RankDCG: Ranking-Ordering Evaluation Measure

Advanced algorithms improve our lives in subtle, but consistent ways. Google search results seldom make us go to the second page and Netflix magically recommends the right movie. These are just outcomes of multiple trials and errors to find the best recommendation algorithms. How do these companies determine which algorithm is the best? Evaluating different ranking algorithms is not a trivial task. This is why we developed the Rank Discounter Cumulative Gain (RankDCG) evaluation measure. This measure is designed to evaluate and compare ranking-ordering algorithms. RankDCG has three fundamental properties: 1) consistent lower and upper score bounds, 2) it works with non-normal score distribution, and 3) it allows element transitivity inside subgroups of the same rank. RankDCG works on a large verity of problems where conventional measures fail.

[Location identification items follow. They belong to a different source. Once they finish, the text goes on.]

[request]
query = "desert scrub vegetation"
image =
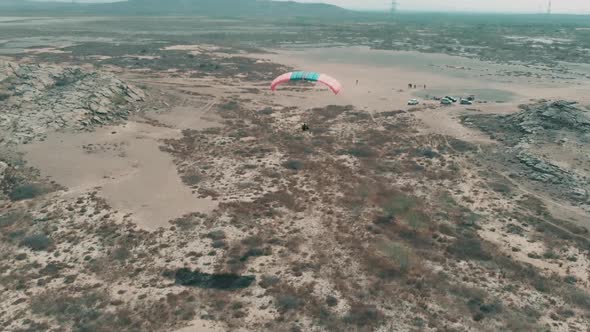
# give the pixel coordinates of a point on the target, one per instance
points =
(37, 242)
(27, 191)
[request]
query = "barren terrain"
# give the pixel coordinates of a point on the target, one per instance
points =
(162, 186)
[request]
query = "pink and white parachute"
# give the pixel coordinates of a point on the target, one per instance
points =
(329, 81)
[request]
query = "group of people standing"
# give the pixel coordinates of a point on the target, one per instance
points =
(414, 86)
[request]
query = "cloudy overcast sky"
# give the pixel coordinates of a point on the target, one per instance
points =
(528, 6)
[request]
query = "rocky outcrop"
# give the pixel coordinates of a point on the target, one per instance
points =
(559, 115)
(539, 138)
(35, 99)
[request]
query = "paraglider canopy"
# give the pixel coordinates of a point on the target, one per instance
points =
(329, 81)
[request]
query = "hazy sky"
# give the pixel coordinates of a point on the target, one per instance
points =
(530, 6)
(559, 6)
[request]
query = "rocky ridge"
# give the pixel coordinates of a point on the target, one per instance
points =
(561, 127)
(35, 99)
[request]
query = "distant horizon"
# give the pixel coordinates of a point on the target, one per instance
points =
(564, 7)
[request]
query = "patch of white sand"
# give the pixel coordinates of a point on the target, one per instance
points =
(126, 162)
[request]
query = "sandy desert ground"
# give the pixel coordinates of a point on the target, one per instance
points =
(383, 217)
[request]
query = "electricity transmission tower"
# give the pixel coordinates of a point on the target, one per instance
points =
(393, 7)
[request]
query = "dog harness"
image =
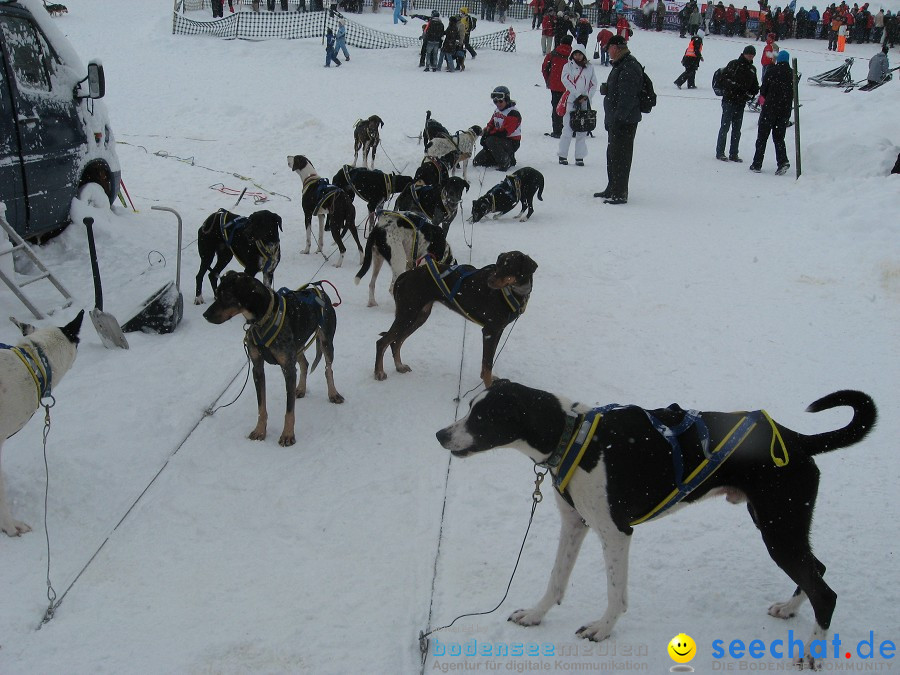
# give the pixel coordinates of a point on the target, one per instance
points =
(324, 190)
(440, 166)
(415, 220)
(229, 227)
(510, 186)
(263, 332)
(579, 431)
(37, 364)
(388, 181)
(516, 305)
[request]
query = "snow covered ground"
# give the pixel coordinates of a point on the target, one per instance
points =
(186, 548)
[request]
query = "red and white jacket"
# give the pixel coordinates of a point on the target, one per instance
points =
(508, 119)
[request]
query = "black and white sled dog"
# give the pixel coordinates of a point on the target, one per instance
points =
(627, 473)
(401, 238)
(518, 187)
(321, 198)
(440, 204)
(455, 149)
(30, 371)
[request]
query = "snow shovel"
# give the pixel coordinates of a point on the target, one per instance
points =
(163, 310)
(104, 323)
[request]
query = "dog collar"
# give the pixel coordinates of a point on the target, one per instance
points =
(37, 364)
(565, 440)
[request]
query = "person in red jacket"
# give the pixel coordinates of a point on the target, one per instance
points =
(502, 134)
(551, 69)
(623, 28)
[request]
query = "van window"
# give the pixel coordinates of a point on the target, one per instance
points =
(28, 53)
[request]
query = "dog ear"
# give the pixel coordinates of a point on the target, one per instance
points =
(528, 265)
(26, 328)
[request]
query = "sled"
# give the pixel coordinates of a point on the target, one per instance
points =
(837, 77)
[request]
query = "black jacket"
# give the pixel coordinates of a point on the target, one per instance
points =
(739, 81)
(778, 91)
(435, 30)
(622, 93)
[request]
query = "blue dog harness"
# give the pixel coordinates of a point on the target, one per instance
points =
(580, 430)
(516, 306)
(37, 364)
(230, 227)
(263, 333)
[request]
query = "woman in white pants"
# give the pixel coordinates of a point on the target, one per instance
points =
(580, 82)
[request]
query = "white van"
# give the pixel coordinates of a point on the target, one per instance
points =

Problems such as search or recommendation are usually defined by the umbrella term information retrieval (IR). This family of problems deals with retrieving and ranking-ordering relative data, whether it is movies or web pages. This data often comes from a large data source. In order to know which of the items is more relevant, there exists a function, we can call it $Relevance()$ , that returns a relevance score from 0 — not relevant, to some positive number. This function helps to convert categorical data into ordinal (quantifiable) data. For example, imagine that we want to recommend a movie according to its genre. It is impossible to say that a thriller is better than a drama because movie genres don’t have a hierarchy. However, the $Relevance()$ function orders movie genres according to a defined rule. For visualization purposes, let’s say that we have a list of genres with relevance scores: $[A_3, T_1, D_0]$ where A — action, T — thriller, D — drama and the subscript number defines a relevance score for each element. Imagine that there exist two algorithms that order the movie list according to some rules. The first algorithm returns $[D_0, T_1, A_3]$ and the second returns $[T_1, A_3, D_0]$ . None of them returned the perfect result. The question to consider is which algorithm returns a better result. If one of them is better, then how much better? This is when evaluation measures come into play.

Among the variety of measures, discounted cumulative gain (DCG) is the most notable. It is often used during information retrieval (IR) competitions, including annual TREC competitions. DCG is defined by the following formula:

$DCG = \sum_{i=1}^{n} \frac{Relevance(x_i)}{log_2(i+1)}$ where n – number of elements in the list, Relevance() function – returns relevance score for each element, and i – ith element in the list.

In other words, if DCG is applied to the first list, the result is equal to $DCG_1 = 0/1 + 1/1.6 + 3/2 = 2.125$ and the second is $DCG_2 = 1/1 + 3/2 + 0/3 = 2.5$ . From the result, we can see that the second algorithm works better. Unfortunately, the score of 2.125 is hard to understand. The only way to know how well an algorithm works is by direct comparison with another algorithm or ground truth score. This creates the problem of understanding results. For this reason, normalized DCG (nDCG) came into existence. nDCG is defined as follows:

$nDCG = \frac{DCG}{IDCG}$ where DCG – defined above and IDCG – ideal DCG score on a given list (perfect ordering).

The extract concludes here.